Re: Failure to create disk group - Failed to reser...

itinferv · ‎03-24-2015

Hi I'm receiving the following error when attempting to create a disk group in vSAN :- Failed to reserve disk naa.55cd2e404b66fd08 with exception: Failed to reserve disk naa.55cd2e404b66fd08 with exception: Reserve failed with error code: -1. The disk in question is my SSD. Disks are all eligible according to vSAN.

CHogan · ‎03-24-2015

Let me guess - you are running nested VSAN on top of VSAN?

If so, you need fake SCSI reservations - check this William Lam post out - http://www.virtuallyghetto.com/2013/11/how-to-run-nested-esxi-on-top-of-vsan.html

http://cormachogan.com

itinferv · ‎03-24-2015

nope, it's a physical server. with physical disks

CHogan · ‎03-24-2015

Dunno the cause then I'm afraid. I only ever saw this with nested environments.

http://cormachogan.com

ramakrishnak · ‎03-24-2015

yes, same here

Only seen in Virtual Environments.

ramakrishnak · ‎03-24-2015

Should not be the case though, but can you check to see if there is any stale partition exists on this SSD disk and cleanup before re-attempting to create the diskgroup.

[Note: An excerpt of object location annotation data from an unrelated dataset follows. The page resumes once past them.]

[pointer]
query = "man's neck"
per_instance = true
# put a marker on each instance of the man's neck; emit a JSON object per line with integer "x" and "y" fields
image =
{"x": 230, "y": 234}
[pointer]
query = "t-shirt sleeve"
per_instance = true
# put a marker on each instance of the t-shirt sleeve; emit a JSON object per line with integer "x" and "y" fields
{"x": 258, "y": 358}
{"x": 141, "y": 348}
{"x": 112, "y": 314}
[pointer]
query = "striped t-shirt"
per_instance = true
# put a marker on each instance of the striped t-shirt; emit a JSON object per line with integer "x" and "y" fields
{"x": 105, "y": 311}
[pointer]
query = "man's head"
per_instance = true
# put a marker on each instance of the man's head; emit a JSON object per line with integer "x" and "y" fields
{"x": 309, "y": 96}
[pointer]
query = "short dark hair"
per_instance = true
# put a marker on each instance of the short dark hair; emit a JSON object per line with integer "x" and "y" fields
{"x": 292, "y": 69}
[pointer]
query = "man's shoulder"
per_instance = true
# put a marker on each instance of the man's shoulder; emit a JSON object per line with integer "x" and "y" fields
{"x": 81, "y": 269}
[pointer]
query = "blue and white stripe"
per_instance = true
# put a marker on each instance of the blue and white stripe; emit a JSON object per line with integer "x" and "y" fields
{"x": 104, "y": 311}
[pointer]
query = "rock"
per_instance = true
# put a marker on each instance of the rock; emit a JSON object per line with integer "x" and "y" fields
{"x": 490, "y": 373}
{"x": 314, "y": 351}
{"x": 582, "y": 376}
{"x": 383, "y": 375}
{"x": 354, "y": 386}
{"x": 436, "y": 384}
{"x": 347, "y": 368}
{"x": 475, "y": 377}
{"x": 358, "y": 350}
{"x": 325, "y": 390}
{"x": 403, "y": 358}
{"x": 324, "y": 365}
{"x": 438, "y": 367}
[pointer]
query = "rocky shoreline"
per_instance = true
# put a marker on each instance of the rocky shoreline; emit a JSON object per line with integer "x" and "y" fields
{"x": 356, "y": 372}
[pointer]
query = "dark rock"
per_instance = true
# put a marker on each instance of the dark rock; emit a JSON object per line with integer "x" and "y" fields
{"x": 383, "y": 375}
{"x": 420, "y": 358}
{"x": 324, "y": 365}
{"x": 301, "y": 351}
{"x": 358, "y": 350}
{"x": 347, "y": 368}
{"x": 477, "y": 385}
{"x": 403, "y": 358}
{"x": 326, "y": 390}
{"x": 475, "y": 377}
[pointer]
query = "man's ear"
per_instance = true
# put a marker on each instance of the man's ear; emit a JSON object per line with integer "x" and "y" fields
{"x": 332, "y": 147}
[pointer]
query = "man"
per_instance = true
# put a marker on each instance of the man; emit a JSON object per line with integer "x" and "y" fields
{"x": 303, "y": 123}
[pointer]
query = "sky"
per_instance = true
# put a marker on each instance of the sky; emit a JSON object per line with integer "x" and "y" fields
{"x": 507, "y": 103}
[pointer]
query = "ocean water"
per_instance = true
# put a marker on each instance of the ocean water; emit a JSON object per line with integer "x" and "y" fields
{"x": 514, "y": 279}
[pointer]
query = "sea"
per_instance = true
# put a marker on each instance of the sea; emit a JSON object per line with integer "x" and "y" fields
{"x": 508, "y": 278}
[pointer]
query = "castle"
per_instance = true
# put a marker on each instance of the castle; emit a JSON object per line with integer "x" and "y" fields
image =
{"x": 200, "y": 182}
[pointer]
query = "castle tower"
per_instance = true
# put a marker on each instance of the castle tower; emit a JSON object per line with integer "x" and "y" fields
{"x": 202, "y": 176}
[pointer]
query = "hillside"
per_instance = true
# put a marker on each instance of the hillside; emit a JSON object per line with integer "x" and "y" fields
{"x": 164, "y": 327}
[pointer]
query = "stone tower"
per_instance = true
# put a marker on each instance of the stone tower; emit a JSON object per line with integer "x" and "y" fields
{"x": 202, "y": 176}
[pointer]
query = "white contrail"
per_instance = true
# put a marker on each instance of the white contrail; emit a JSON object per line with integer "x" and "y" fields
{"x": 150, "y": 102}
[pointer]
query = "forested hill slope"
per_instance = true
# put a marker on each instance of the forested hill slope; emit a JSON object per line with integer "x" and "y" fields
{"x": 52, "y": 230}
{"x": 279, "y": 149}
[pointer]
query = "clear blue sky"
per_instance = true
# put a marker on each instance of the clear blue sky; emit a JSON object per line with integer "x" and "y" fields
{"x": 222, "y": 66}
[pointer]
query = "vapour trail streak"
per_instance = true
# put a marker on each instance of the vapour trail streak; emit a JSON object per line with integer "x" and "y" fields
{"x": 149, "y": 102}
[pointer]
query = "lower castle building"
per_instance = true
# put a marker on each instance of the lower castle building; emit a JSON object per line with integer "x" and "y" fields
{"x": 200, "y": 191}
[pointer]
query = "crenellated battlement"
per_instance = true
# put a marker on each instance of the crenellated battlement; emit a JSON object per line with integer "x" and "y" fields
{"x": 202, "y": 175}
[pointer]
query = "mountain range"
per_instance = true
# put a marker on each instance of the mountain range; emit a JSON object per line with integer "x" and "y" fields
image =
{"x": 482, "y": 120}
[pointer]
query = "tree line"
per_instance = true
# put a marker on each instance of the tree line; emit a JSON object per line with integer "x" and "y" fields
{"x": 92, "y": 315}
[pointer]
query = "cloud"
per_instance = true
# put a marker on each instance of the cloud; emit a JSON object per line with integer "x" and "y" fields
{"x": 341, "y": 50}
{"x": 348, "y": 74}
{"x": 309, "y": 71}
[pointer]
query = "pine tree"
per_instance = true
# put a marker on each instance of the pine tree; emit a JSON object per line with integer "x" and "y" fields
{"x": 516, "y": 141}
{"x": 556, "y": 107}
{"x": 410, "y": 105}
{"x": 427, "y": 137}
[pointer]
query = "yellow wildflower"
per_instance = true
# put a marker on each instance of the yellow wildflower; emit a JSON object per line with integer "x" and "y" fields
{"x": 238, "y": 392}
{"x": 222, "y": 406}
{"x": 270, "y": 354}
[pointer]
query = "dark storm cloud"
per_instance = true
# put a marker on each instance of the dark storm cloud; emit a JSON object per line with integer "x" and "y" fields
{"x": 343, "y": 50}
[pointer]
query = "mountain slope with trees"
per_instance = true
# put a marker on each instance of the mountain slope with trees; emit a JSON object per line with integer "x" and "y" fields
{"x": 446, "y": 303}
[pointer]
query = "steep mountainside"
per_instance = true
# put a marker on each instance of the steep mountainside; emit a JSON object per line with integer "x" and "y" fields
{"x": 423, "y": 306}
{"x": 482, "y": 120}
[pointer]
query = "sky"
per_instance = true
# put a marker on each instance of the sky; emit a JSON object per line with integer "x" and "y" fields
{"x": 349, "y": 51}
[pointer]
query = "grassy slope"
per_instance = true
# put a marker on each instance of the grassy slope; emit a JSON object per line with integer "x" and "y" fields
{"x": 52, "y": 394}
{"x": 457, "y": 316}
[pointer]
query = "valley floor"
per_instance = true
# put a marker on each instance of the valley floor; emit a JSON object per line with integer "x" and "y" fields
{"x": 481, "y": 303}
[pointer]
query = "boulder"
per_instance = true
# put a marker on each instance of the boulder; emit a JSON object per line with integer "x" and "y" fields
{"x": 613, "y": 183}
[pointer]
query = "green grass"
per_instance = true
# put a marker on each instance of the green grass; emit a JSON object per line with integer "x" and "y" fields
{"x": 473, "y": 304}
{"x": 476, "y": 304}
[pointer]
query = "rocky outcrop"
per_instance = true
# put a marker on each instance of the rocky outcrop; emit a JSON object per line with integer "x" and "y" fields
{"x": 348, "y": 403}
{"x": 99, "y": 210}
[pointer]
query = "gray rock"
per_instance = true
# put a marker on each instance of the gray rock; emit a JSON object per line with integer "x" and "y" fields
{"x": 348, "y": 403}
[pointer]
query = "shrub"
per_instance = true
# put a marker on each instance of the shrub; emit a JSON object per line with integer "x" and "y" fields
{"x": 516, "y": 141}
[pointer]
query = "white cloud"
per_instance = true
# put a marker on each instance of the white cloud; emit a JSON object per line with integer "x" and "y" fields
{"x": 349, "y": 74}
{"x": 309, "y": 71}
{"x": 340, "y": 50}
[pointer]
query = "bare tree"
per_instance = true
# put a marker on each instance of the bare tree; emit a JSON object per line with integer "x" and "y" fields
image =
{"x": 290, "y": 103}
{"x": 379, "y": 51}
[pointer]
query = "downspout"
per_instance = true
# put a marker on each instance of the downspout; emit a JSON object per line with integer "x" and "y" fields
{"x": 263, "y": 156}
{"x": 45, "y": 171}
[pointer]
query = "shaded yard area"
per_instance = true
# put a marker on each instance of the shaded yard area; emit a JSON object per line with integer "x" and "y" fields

# partedUtil getptbl /vmfs/devices/disks/<naa.xxxxxx>

and also other thing to look for is

# esxcli vsan storage list --device=<naa.xxxxxx>

Thanks,

itinferv · ‎03-25-2015

partedUtil reports no partitions on the disk.

The output of # esxcli vsan storage list --device=<naa.xxxxxx> was this -

[root@localhost:~] esxcli vsan storage list --device+ /vmfs/devices/disks/naa.55cd2e404b66fd08

Unable to find device with name: /vmfs/devices/disks/naa.55cd2e404b66fd08

ramakrishnak · ‎03-25-2015

Thanks,

do not see any issue in here... sorry couldn't be of much help

one other thing would check is

# esxcfg-scsidevs -a (gives controller/disk drive info)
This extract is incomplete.